If you set this to something insufficiently distinctive (a string that’s likely to show up otherwise in your content), all bets are off.
Special regex characters are escaped, thus you can safely set it to something like ‘[[[’, but you can’t do advanced regex magic with it.
ADMINFILES_REF_END
Marker indicating the end of an uploaded-file reference in text content. Defaults to ‘>>>’.
If you set this to something insufficiently distinctive (a string that’s likely to show up otherwise in your content), all bets are off.
Special regex characters are escaped, thus you can safely set it to something like ‘]]]’, but you can’t do advanced regex magic with it.
ADMINFILES_USE_SIGNALS
A boolean setting: should django-adminfiles track which content models reference which uploaded files, and re-save those content models whenever a referenced uploaded file changes?
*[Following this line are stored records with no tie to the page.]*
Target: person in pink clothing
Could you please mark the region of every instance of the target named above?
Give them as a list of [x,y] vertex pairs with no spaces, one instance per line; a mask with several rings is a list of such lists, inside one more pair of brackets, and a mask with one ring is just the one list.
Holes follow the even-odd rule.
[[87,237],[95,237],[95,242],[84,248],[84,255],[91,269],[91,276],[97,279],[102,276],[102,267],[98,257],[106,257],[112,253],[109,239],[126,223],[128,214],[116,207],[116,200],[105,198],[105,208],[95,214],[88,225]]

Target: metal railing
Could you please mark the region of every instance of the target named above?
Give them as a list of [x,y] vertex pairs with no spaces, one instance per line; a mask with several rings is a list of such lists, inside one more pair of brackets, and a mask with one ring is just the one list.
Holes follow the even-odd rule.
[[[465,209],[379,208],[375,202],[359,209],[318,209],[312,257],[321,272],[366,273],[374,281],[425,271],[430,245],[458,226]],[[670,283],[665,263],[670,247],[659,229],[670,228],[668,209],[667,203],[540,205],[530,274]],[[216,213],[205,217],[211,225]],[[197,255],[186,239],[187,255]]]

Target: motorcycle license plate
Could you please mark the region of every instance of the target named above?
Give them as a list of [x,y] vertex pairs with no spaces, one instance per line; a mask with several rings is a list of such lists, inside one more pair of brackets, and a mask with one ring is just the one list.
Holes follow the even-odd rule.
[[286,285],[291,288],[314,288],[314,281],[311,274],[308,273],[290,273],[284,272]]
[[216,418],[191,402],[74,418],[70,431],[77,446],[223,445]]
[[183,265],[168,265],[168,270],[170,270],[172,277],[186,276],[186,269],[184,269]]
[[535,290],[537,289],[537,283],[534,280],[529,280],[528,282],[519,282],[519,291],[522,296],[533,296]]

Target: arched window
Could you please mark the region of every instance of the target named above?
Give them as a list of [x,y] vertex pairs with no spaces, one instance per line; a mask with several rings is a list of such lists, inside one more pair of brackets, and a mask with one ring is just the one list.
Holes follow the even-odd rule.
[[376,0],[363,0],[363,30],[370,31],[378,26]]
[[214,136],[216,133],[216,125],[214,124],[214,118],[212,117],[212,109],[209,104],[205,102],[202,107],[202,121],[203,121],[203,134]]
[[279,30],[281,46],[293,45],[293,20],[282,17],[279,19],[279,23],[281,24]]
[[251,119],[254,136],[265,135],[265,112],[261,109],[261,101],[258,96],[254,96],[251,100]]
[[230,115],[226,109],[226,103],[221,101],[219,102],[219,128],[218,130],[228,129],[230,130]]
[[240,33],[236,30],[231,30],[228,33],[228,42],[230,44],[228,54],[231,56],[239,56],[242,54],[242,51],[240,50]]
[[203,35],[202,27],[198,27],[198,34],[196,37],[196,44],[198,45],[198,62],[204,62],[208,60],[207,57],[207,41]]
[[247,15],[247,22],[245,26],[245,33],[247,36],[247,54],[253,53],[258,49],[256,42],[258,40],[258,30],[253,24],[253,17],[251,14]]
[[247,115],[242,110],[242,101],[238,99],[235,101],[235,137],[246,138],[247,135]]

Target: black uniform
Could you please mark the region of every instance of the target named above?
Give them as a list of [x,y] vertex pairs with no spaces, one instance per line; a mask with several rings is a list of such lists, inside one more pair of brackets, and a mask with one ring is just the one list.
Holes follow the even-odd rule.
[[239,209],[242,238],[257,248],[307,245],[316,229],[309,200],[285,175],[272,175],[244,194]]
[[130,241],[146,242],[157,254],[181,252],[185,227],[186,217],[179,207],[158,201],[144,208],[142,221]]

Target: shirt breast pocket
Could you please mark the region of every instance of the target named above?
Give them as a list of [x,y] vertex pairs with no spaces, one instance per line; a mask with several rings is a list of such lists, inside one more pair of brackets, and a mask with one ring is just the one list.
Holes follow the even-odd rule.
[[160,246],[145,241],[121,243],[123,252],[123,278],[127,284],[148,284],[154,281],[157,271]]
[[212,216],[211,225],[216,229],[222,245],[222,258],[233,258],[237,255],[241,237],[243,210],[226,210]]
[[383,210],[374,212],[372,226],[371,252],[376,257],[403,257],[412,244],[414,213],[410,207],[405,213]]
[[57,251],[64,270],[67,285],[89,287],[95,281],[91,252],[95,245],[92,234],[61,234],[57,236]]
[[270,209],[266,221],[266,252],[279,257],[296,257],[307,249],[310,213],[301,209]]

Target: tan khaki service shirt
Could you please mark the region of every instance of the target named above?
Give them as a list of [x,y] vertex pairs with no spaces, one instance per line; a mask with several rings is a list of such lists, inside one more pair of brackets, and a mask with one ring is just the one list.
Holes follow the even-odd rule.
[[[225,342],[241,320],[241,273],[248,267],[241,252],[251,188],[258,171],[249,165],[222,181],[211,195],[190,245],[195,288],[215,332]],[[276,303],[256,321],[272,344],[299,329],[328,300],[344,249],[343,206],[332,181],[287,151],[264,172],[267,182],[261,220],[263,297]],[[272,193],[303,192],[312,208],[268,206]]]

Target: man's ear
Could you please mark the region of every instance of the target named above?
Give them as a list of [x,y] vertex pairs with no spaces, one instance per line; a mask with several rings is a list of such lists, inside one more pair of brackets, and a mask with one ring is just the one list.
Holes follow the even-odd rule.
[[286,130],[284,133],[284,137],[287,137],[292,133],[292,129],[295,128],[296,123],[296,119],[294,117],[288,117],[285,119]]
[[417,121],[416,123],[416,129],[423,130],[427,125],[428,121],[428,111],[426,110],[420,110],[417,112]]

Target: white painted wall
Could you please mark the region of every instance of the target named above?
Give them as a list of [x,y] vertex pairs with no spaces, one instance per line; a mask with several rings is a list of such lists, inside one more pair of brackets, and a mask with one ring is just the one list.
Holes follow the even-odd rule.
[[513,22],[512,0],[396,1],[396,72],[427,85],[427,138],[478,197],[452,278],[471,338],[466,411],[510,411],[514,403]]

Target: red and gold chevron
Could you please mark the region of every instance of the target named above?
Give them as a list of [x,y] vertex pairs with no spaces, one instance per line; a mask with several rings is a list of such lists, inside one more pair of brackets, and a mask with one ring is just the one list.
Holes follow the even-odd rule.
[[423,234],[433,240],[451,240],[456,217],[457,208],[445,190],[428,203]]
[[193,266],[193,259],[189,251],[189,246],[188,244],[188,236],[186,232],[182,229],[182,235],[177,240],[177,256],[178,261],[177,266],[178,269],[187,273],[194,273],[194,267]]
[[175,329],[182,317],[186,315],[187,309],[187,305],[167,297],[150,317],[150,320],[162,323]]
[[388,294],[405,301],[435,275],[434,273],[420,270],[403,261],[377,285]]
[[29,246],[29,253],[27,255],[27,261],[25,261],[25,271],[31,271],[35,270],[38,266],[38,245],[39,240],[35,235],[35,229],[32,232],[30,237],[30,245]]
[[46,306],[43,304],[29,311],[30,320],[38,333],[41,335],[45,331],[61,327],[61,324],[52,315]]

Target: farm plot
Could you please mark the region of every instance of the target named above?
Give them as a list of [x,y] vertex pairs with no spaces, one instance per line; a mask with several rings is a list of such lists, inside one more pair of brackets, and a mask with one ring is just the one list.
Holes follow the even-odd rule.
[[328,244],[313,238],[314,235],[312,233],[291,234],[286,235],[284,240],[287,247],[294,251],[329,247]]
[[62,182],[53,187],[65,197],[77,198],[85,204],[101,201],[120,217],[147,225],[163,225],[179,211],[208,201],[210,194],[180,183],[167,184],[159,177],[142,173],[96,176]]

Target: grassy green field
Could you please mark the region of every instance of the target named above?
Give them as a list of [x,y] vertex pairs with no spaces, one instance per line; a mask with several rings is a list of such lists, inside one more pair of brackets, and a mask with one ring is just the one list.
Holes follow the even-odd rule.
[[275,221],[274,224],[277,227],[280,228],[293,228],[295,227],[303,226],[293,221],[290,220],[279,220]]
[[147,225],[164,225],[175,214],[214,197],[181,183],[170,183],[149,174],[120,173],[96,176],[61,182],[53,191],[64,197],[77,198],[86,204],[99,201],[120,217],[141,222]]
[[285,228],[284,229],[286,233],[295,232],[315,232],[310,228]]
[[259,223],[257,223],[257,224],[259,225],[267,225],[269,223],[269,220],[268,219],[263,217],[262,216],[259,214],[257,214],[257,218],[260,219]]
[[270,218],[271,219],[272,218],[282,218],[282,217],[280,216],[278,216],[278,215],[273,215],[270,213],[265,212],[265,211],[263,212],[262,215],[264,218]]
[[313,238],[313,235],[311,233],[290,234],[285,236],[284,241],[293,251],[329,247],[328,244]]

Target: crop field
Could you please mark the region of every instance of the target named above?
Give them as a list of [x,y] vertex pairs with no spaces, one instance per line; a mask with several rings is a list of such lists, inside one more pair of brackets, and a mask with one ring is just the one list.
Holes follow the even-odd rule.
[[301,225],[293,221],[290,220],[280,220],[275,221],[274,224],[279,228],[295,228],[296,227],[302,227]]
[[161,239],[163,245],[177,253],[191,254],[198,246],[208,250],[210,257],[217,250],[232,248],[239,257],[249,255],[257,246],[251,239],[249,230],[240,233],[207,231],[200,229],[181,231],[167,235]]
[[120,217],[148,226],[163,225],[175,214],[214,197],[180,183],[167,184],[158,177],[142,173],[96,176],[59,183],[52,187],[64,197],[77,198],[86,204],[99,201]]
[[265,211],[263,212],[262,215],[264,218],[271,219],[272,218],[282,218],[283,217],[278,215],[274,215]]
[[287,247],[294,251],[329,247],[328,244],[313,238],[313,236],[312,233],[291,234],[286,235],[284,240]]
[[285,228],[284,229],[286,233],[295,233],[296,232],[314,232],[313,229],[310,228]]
Set this to True if you already pre-render markup in content fields at save time and want to render upload references at that same save-time pre-rendering step.
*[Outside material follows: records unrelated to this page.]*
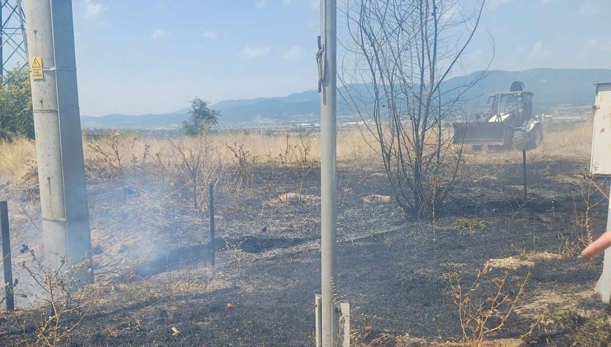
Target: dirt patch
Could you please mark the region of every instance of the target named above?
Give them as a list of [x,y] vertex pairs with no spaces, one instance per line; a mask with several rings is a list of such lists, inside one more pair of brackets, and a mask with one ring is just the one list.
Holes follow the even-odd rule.
[[390,202],[390,197],[379,194],[371,194],[363,198],[365,203],[381,203]]
[[515,270],[522,266],[531,268],[535,266],[535,263],[530,260],[524,260],[510,257],[509,258],[491,259],[486,262],[486,266],[493,268],[512,269]]

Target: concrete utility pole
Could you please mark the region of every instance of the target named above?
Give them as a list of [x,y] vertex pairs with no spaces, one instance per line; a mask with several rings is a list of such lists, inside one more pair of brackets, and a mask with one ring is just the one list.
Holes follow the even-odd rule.
[[321,274],[323,347],[336,347],[338,326],[336,305],[337,256],[335,173],[337,162],[336,0],[321,0],[319,51],[320,94]]
[[24,0],[43,239],[49,266],[92,278],[71,0]]

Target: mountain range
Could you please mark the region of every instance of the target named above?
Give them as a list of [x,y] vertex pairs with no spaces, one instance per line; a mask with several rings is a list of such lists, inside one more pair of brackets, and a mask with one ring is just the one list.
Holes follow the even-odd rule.
[[[595,88],[593,84],[611,81],[609,69],[536,68],[522,71],[493,70],[474,72],[467,76],[450,78],[442,89],[450,90],[471,81],[483,73],[485,77],[463,95],[464,109],[483,107],[486,96],[509,90],[514,81],[522,81],[526,90],[535,94],[535,112],[545,112],[551,108],[570,104],[576,106],[592,104]],[[353,89],[364,90],[363,84]],[[342,87],[340,87],[342,91]],[[285,97],[255,99],[227,100],[210,108],[221,112],[222,125],[246,124],[263,119],[285,123],[298,116],[301,120],[315,121],[320,115],[320,96],[315,90],[295,93]],[[338,115],[349,115],[350,110],[338,97]],[[101,117],[81,117],[83,128],[147,129],[175,126],[189,118],[188,108],[163,114],[139,115],[109,114]]]

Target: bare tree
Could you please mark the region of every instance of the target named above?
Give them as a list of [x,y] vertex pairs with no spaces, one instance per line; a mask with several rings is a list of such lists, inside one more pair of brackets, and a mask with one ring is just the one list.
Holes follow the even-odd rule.
[[447,125],[484,73],[444,82],[461,66],[484,1],[466,15],[459,0],[346,0],[353,54],[343,59],[342,97],[379,144],[395,200],[415,218],[434,217],[458,178],[462,146]]

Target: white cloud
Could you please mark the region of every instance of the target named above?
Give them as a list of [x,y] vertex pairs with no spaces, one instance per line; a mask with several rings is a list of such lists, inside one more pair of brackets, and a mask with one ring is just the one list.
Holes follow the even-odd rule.
[[166,29],[156,29],[153,34],[151,34],[151,37],[153,40],[162,40],[167,36],[167,33],[166,32]]
[[590,38],[585,43],[584,54],[593,54],[595,53],[608,54],[611,51],[611,42],[603,42],[598,38]]
[[202,34],[202,37],[208,40],[216,40],[216,32],[212,30],[205,31],[203,32],[203,34]]
[[494,10],[499,6],[511,4],[511,2],[513,2],[513,0],[489,0],[486,2],[488,4],[488,8],[491,10]]
[[284,53],[284,57],[288,59],[296,58],[300,55],[301,55],[301,47],[299,46],[293,46]]
[[155,9],[158,11],[163,11],[167,8],[167,4],[164,1],[157,1],[155,4]]
[[589,2],[586,2],[579,7],[579,14],[582,16],[595,16],[599,13],[598,7]]
[[543,47],[543,44],[541,42],[537,42],[535,44],[535,47],[533,48],[532,52],[530,53],[530,55],[529,56],[529,60],[536,60],[542,58],[545,58],[549,56],[551,52],[549,49],[546,49]]
[[91,0],[85,0],[83,2],[83,6],[85,7],[86,18],[95,19],[104,10],[101,4],[93,2]]
[[251,47],[246,46],[243,51],[249,58],[256,58],[267,54],[269,53],[269,47]]
[[455,16],[460,14],[461,9],[462,8],[458,2],[455,2],[447,7],[442,8],[441,9],[441,20],[444,21],[452,20]]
Defaults to False. If this setting doesn’t make sense to you, you can safely just leave it False and use the render_uploads template filter.
ADMINFILES_STRING_IF_NOT_FOUND
The string used to replace invalid uploaded file references (given slug not found). Defaults to u''.
ADMINFILES_MEDIA_URL
Some projects separate user-uploaded media at MEDIA_URL from static assets. If you keep static assets at a URL other than MEDIA_URL, just set ADMINFILES_MEDIA_URL to that URL, and make sure the contents of the adminfiles/media/adminfiles directory are available at ADMINFILES_MEDIA_URL/adminfiles/.
ADMINFILES_UPLOAD_TO
The upload_to argument that will be passed to the FileField on django-admin-upload’s FileUpload model; determines where django-adminfiles keeps its uploaded files, relative to MEDIA_URL. Can include strftime formatting codes as described in the Django documentation. By default, set to 'adminfiles'.
ADMINFILES_THUMB_ORDER
The ordering that will be applied to thumbnails displayed in the picker. Expects a tuple of field names, prefixed with - to indicate reverse ordering, same as “ordering” model Meta attribute. The default value is ('-upload_date'); thumbnails ordered by date uploaded, most recent first.
JQUERY_URL
django-adminfiles requires the jQuery Javascript library. By default, django-adminfiles links to the most recent minor version of jQuery 1.3 available at ajax.googleapis.com (via the URL http://ajax.googleapis.com/ajax/libs/jquery/1.3/jquery.min.js). If you wish to use a different version of jQuery, or host it yourself, set the JQUERY_URL setting. For example:
JQUERY_URL = 'jquery.min.js'
This will use the jQuery available at MEDIA_URL/jquery.min.js. Note that a relative JQUERY_URL is always relative to MEDIA_URL, it does not use ADMINFILES_MEDIA_URL.
CHANGES
tip (unreleased)
0.3.4 (2009.12.03)
fix over-eager escaping in render_uploads template tag.
0.3.3 (2009.12.02)
slugs for non-image files are inserted.
0.3.2 (2009.12.02)
fix setup.py package_data so media and templates are installed from sdist.
0.3.1 (2009.11.25)
fix setup.py so tests package is not installed.
0.3.0 (2009.11.23)
initial release as django-adminfiles
added docs and test suite
added reference parsing & rendering, template filter, signal handling
TODO
Test and document Flickr and Youtube support, snipshot integration, select dropdown integration.
Make URLs in JS portable (by reversing “all” view to find out where we’ve been included in the URLconf).
Make the JS reference-insertion options configurable.